Objektnachweis

Auch: Gelegenheitsnachweis · Nachweisbarer Maklernachweis

Der Objektnachweis ist der Nachweis des Maklers gegenüber seinem Auftraggeber, dass er einem konkreten Interessenten die Gelegenheit zum Abschluss eines Vertrags über ein bestimmtes Objekt verschafft hat – etwa durch Übersendung des Exposés oder Vereinbarung einer Besichtigung. Er ist neben der Vermittlung eine der beiden Grundformen der Maklertätigkeit, die einen Provisionsanspruch auslösen können.

Ausführliche Erklärung

§ 652 BGB unterscheidet zwei Tätigkeitsformen, die einen Maklerlohn begründen können: den Nachweis einer Vertragsgelegenheit und die Vermittlung eines Vertrags. Der Objektnachweis liegt vor, wenn der Makler dem Interessenten die Möglichkeit zum Vertragsschluss aufzeigt – klassischerweise durch Zusendung von Objektdaten (Adresse, Exposé) oder Organisation einer Besichtigung. Entscheidend ist, dass der Interessent dadurch erstmals konkrete Kenntnis vom Objekt und der Abschlussmöglichkeit erhält.

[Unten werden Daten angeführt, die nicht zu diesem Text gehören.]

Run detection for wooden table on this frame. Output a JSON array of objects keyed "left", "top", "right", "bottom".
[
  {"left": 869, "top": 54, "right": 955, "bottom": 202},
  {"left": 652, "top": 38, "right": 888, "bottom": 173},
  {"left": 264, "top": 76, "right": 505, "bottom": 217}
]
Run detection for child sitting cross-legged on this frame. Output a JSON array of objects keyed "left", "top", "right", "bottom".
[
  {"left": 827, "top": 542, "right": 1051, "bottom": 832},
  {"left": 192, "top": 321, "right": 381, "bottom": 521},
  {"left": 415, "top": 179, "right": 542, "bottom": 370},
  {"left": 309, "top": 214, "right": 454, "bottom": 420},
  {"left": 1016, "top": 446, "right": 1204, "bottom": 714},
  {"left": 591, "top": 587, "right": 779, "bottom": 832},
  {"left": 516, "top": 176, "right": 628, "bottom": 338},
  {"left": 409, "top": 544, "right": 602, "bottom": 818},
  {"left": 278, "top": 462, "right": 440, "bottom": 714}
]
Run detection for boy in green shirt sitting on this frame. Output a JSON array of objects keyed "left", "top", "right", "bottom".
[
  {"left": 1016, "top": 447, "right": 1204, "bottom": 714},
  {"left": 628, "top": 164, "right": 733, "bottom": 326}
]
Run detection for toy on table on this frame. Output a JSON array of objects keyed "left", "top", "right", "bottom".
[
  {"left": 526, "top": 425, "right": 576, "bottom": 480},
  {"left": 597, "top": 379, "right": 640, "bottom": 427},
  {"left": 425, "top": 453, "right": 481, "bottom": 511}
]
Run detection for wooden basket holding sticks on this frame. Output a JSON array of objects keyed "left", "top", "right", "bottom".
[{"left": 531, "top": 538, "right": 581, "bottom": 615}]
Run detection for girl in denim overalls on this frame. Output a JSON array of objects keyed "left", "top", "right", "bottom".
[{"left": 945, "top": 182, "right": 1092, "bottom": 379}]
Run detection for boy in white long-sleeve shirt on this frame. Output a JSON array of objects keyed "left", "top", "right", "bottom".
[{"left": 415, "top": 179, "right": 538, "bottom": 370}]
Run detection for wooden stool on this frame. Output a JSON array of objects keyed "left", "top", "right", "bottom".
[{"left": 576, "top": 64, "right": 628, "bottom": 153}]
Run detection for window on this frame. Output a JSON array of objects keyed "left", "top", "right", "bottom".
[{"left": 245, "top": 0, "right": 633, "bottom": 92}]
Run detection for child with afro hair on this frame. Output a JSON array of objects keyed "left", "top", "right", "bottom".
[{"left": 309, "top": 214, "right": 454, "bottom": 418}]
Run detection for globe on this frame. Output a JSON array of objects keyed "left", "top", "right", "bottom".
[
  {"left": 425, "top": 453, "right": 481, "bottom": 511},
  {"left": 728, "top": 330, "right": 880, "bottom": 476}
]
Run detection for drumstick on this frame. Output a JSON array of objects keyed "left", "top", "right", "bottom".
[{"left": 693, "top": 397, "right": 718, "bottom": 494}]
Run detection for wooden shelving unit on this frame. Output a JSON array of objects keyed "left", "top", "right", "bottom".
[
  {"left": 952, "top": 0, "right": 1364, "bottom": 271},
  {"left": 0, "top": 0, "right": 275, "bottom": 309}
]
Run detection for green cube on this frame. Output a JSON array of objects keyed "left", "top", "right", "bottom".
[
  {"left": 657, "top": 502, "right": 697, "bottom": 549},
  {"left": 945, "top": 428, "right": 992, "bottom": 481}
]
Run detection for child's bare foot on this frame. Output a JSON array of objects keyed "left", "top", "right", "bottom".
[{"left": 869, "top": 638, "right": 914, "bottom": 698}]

Praxisrelevant ist der Objektnachweis vor allem in zwei Konstellationen:

  • Doppelter Objektnachweis: Erhält ein Interessent dasselbe Objekt von zwei verschiedenen Maklern nachgewiesen, hat grundsätzlich derjenige Anspruch auf Provision, dessen Nachweis für den späteren Vertragsschluss ursächlich (kausal) war – nicht zwingend der erste.
  • Kausalitätsnachweis im Streitfall: Bestreitet der Auftraggeber oder Interessent, dass der Makler tätig war, muss dieser den Objektnachweis beweisen können. Deshalb dokumentieren professionelle Maklerbüros jeden Exposé-Versand, jede Besichtigung und jeden Kontakt lückenlos im CRM (Datum, Empfänger, Objekt).
  • Bereits bekanntes Objekt: War dem Interessenten das Objekt vorher schon bekannt (z. B. weil er selbst schon Kontakt zum Verkäufer hatte), fehlt es an der für den Nachweis nötigen "Anstoßfunktion" – ein reiner Objektnachweis ohne neue Information begründet dann keinen Provisionsanspruch.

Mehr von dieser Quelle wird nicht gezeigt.